A few weeks ago, when I started at Credit Karma, my friend Nabil gave me a book about The Intelligent Lifestyle Magazine as a welcome present. It’s an incredible book, full of clever and intricate print design work, and it inspired me to finally take a stab at learning CSS Grid. At the end of last week, I scanned a few layouts with my phone and decided to spend the long weekend trying to recreate the spreads from the book as accurately as I could with CSS.

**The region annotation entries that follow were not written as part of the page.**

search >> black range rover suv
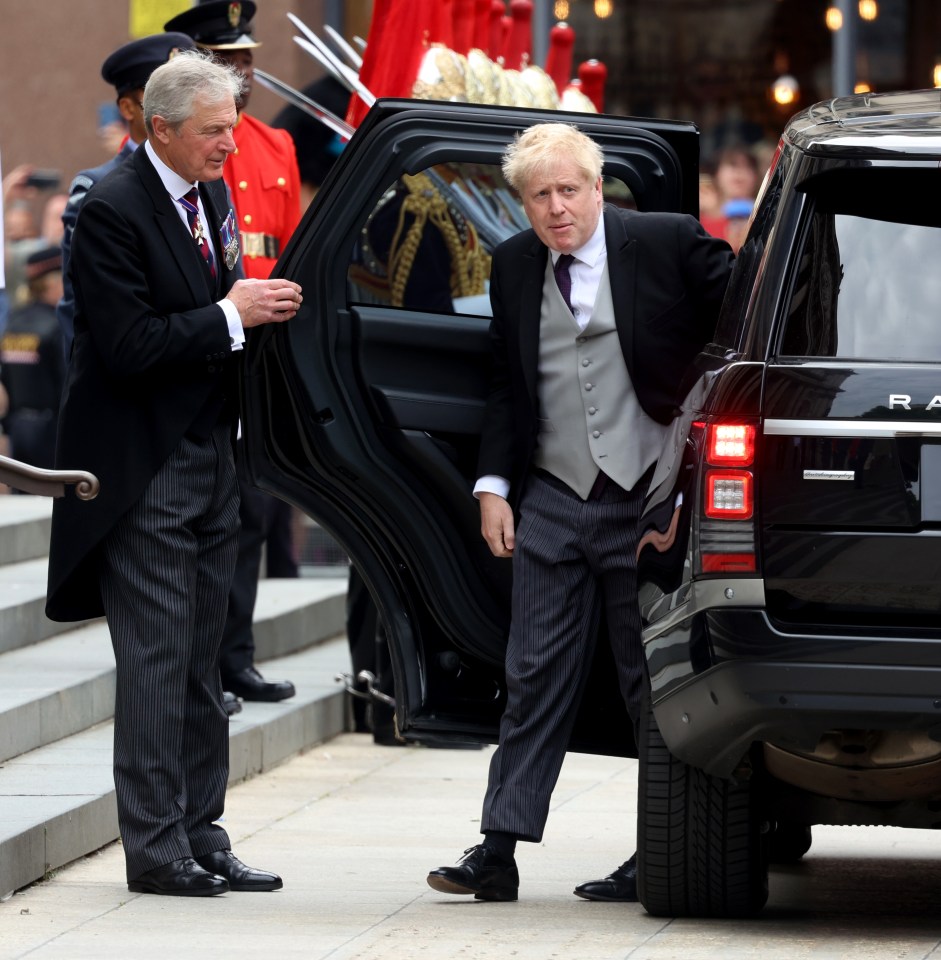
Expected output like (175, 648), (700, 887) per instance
(243, 91), (941, 916)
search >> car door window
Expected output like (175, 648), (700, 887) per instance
(780, 169), (941, 362)
(347, 163), (636, 316)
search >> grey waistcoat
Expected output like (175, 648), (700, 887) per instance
(533, 256), (667, 500)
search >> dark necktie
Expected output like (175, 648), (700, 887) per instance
(553, 253), (575, 312)
(180, 187), (216, 280)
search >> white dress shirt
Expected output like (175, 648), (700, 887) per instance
(144, 140), (245, 351)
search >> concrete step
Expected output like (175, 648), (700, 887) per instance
(0, 636), (350, 900)
(0, 552), (83, 653)
(0, 565), (346, 762)
(0, 495), (52, 565)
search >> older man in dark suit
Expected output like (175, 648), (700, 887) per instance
(428, 123), (732, 901)
(46, 53), (301, 896)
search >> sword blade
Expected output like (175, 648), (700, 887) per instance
(255, 67), (355, 140)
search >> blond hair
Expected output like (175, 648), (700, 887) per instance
(503, 122), (604, 192)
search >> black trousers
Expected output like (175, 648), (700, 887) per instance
(219, 441), (297, 686)
(481, 473), (646, 841)
(101, 426), (239, 880)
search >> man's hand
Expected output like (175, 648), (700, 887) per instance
(480, 493), (516, 557)
(226, 280), (304, 329)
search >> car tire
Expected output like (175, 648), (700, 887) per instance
(768, 822), (813, 863)
(637, 703), (768, 918)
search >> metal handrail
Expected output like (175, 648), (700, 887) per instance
(0, 456), (101, 500)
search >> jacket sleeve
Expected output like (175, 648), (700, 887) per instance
(477, 250), (516, 482)
(72, 197), (231, 380)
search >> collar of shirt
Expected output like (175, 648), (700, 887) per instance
(549, 210), (608, 330)
(144, 140), (208, 233)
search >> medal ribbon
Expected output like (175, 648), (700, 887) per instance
(180, 187), (216, 280)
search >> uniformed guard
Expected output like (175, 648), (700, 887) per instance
(164, 0), (301, 701)
(56, 33), (194, 356)
(0, 246), (65, 470)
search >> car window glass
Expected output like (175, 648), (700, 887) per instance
(780, 170), (941, 362)
(347, 163), (635, 316)
(715, 166), (784, 350)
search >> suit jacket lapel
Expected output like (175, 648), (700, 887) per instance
(604, 206), (637, 377)
(199, 180), (234, 292)
(132, 148), (212, 306)
(519, 236), (549, 409)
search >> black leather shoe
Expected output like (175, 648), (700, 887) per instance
(196, 850), (284, 891)
(127, 857), (229, 897)
(222, 667), (296, 703)
(222, 690), (242, 717)
(428, 843), (520, 901)
(575, 853), (637, 903)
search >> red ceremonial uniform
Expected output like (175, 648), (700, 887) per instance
(223, 113), (301, 280)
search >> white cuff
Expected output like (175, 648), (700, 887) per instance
(474, 474), (510, 500)
(217, 300), (245, 353)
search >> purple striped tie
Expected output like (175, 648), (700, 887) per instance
(553, 253), (575, 312)
(180, 187), (216, 280)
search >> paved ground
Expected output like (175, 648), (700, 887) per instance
(0, 734), (941, 960)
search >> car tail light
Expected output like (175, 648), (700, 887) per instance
(704, 470), (755, 520)
(696, 422), (758, 576)
(706, 423), (755, 467)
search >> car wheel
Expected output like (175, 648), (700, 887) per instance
(637, 704), (768, 917)
(768, 823), (813, 863)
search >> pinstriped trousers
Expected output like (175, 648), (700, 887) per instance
(481, 473), (646, 842)
(101, 427), (239, 880)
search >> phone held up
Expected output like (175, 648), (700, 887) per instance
(24, 170), (62, 190)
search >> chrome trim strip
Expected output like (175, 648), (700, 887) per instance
(804, 470), (856, 480)
(764, 419), (941, 437)
(643, 577), (765, 646)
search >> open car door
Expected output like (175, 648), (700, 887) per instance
(243, 100), (699, 755)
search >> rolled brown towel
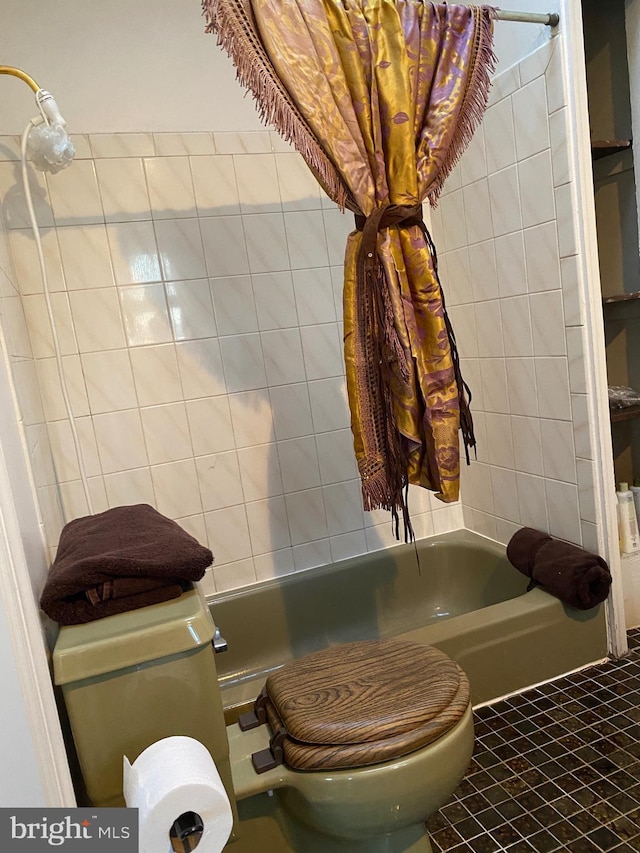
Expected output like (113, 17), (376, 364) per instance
(40, 504), (213, 625)
(507, 527), (611, 610)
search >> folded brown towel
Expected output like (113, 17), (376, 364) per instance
(507, 527), (611, 610)
(40, 504), (213, 625)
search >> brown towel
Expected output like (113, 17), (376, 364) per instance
(507, 527), (611, 610)
(40, 504), (213, 625)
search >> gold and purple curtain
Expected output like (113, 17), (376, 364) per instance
(203, 0), (494, 537)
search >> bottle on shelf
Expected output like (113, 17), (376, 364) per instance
(616, 483), (640, 554)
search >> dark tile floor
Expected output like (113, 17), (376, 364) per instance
(429, 628), (640, 853)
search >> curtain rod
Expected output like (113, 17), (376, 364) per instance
(496, 9), (560, 27)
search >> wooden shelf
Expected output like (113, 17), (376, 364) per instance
(611, 406), (640, 424)
(591, 139), (631, 160)
(602, 291), (640, 305)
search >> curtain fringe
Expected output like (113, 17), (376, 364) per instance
(202, 0), (353, 210)
(427, 6), (498, 207)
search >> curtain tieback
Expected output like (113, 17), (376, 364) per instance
(355, 202), (424, 269)
(354, 203), (476, 465)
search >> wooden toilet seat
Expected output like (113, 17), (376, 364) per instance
(240, 640), (470, 772)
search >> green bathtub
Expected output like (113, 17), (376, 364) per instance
(210, 530), (607, 722)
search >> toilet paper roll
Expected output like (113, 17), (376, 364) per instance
(123, 737), (233, 853)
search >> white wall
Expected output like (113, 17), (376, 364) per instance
(0, 0), (260, 133)
(0, 0), (560, 133)
(491, 0), (561, 74)
(0, 218), (74, 807)
(0, 592), (46, 808)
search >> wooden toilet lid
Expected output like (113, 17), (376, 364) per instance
(258, 640), (470, 770)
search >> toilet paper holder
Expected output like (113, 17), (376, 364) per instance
(169, 812), (204, 853)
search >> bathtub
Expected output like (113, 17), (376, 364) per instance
(210, 530), (607, 712)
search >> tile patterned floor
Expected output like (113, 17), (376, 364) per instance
(429, 628), (640, 853)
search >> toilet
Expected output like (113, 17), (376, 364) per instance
(53, 589), (473, 853)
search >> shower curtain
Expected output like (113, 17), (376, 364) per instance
(203, 0), (494, 540)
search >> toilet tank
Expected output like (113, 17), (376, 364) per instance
(53, 588), (235, 818)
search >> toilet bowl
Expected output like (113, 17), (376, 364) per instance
(53, 589), (473, 853)
(227, 641), (473, 853)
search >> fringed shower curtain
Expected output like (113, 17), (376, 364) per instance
(203, 0), (494, 539)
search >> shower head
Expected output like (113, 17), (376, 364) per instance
(0, 65), (76, 174)
(29, 89), (76, 174)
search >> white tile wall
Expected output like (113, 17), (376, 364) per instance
(0, 133), (464, 593)
(436, 38), (595, 547)
(0, 38), (594, 593)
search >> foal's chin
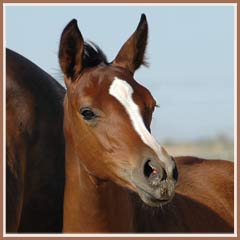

I started with Jen Simmons’ very helpful Here’s a Super Quick Way to Try out CSS Grid post, which, as promised, walks through a super quick way to try out CSS Grid. After playing around with a few of her CodePen examples, I set to work on the first and easiest layout. For this first experiment, I wasn’t too worried about making it responsive, I just wanted to get familiar with the concepts.

Grid Experiment No. 1
Grid Experiment No. 1

Here’s the final result on CodePen.

In less than an hour, I’d gotten the layout 90% of the way there and spent another hour or so styling the page. While the grid definitely made laying out the content easier, I thought it was probably still doable with Flexbox, so I chose something a bit more complicated for experiment number two.

Grid Experiment No. 2
Grid Experiment No. 2

Here’s the final result on CodePen.

This one definitely would not have been possible without CSS Grid, and it was especially satisfying to get the statistics and the captions to line up in their respective grids and columns just so. Once it was looking good on desktop, I attempted to make the layout responsive and realized I could not have organized the code worse for mobile styling. Whoops. Onto experiment number three.

Grid Experiment No. 3
Grid Experiment No. 3

Here’s the final result on CodePen.

Third time’s the charm: by styling everything for mobile-first, I was able to make this last experiment fully responsive without too much effort. This approach also allowed me to introduce the grid as needed, instead of making an elaborate grid and trying to cram things around unnecessarily for smaller screens.

Now that I have the hang of it, I definitely need to get off my butt and come up with more creative layouts of my own to code.